Salah satu konsekwensi dari sistem yang kita anut ini, sekali lagi adalah terjadinya persaingan yang tak terelakkan bukan hanya pada wilayah antar partai politik, melainkan juga antar sesama caleg dari satu partai politik di daerah pemilihan yang sama. Semua itu dilakukan agar yang bersangkutan mendapatkan perolehan suara terbanyak diantara caleg-caleg lain di partainya.
Situasi ini pada ranah kuantitatif boleh jadi menguntungkan partai, karena rumusnya semakin banyak caleg yang bergerak untuk memobilisisr dukungan bagi dirinya, maka suara-suara caleg itu otomatis akan berimplikasi pada perolehan suara partai secara umum di dapil yang bersangkutan.
Logika kuantitatif inilah yang kerap dijadikan pertimbangan elite partai dalam menyusun daftar caleg di satu daerah pemilihan. Sebagai contoh,caleg dari partai A di dapil X berjumlah 5 orang. Dapil tersebut mencakup tiga kabupaten. Partai A meletakkan caleg yang beratar belakang, 1 orang mantan Bupati Kab 1, 1 orang mantan Bupati Kab 2 dan 1 orang istri Bupati Kab 3.

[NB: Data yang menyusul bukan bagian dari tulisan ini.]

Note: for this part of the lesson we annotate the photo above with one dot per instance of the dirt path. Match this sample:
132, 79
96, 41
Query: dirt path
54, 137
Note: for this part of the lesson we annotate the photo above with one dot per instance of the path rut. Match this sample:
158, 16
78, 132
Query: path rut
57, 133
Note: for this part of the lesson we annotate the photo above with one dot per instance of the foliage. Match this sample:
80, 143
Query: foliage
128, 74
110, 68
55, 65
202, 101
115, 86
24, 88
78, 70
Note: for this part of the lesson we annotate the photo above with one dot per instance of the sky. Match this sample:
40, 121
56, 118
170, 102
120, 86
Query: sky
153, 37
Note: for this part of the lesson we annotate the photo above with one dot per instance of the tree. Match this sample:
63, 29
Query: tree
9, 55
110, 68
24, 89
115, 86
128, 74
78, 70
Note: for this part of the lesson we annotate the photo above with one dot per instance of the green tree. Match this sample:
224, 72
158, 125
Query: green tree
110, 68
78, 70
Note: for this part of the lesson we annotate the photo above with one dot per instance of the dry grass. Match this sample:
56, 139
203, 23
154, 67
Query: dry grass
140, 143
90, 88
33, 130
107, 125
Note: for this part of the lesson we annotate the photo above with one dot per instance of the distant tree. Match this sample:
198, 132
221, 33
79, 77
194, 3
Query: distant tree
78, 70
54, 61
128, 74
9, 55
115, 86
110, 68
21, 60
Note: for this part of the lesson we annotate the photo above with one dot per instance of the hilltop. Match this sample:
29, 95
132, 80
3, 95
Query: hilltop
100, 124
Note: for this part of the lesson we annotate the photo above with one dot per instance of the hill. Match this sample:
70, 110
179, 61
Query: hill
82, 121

Sementara 2 orang lainnya adalah anggota DPRD Provinsi yang sudah menjabat 2 periode dari dapil dimaksud. Komposisi demikian menempatkan caleg-caleg itu dengan modal sosial yang relatif merata, sementara agak mustahil kelima caleg itu seluruhnya bisa merebut 5 kursi DPRD Provinsi yang diperebutkan dengan 11 partai politik lain di Pemilu 2014 ini.
Pola persaingan demikian, bukan hanya menjadi “neraka” bagi seluruh caleg dari 12 partai di dapil itu, tetapi juga menjadi “rumah neraka” bagi caleg-caleg dari partai A dimaksud.